Je suis une habituée de la perte capillaire. Le stress me fait perdre mes cheveux. Beaucoup. Et, dans les dernières années, j’ai eu mon lot de stress ce qui a considérablement diminué l’abondance de mes cheveux. Je suis habituée de retrouver sur mon oreiller plus d’une centaine de cheveux morts – oui, oui, je les compte. Ça va, je gère.
 
Ce qui est un peu moins gérable, par contre, et qui demande un minimum de contrôle pour ne pas virer complètement coucou, c’est que ça se voit. Ce n’est pas juste une question de toucher, genre « Mon dieu, tu as perdu de l’épaisseur », nenon. C’est maintenant bien visible au niveau de mon front et de mes tempes.
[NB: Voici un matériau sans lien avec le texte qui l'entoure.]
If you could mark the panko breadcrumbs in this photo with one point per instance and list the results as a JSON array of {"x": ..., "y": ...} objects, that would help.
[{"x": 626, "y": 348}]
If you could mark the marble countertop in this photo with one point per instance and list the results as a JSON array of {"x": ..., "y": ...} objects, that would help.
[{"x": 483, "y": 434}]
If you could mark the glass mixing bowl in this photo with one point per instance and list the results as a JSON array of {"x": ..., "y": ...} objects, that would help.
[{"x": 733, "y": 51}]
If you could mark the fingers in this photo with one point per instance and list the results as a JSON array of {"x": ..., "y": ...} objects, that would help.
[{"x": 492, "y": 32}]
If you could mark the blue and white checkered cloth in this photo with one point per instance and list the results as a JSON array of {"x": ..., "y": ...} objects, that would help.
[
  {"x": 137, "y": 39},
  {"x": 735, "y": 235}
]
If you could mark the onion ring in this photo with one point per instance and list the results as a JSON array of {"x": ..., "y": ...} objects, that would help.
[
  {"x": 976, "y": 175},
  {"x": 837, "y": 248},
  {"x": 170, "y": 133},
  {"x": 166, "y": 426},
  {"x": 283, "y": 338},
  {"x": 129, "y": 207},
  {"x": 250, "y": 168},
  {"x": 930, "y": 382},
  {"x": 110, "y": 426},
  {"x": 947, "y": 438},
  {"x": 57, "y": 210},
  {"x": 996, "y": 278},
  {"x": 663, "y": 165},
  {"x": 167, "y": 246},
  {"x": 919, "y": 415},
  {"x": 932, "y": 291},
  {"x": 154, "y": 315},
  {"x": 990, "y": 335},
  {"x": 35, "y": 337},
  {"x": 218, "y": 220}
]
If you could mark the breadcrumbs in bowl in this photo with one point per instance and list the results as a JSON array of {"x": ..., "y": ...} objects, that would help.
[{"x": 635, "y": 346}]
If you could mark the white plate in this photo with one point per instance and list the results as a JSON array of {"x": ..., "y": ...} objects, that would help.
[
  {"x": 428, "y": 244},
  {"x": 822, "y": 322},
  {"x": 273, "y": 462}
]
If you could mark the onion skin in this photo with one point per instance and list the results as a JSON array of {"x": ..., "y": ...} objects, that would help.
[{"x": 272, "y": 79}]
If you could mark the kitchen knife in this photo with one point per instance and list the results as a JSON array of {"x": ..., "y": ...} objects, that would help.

En fait, j’ai un genre de petit duvet de poussin qui repousse, aussi bien dire que j’ai presque autant de cheveux que ma fille, qui elle, n’en a pas beaucoup!.
 
Et pour ajouter au malheur, ils sont gras. Vraiment gras. J’ai l’impression que mes hormones font le party sur mon cuir chevelu et qu’elles ont oublié d’inviter leur ami le shampoing régulateur de ph. Une amie jadis kéoffeuse m’a récemment conseillé d’utiliser du savon à vaisselle une fois par semaine question d’envoyer un message clair à mes hormones. Je demeure mitigée quant au résultat.
 
Pour le reste, je connais tous les trucs. Je les ai déjà essayés. Je n’ai pas tellement envie de retomber là-dedans, surtout que ça coûte un bras pis une jambe, du sérum qui stimule la racine et qui lui dit de repousser. Heureusement, une amie m’a offert comme cadeau de naissance un petit kit Nutricap, mais je l’ai presque déjà fini et je n’ai pas encore vu l’ombre d’une repousse qui fait du sens. Alors, je me répète comme un mantra quotidien que « c’est une passe et que ça va repousser ».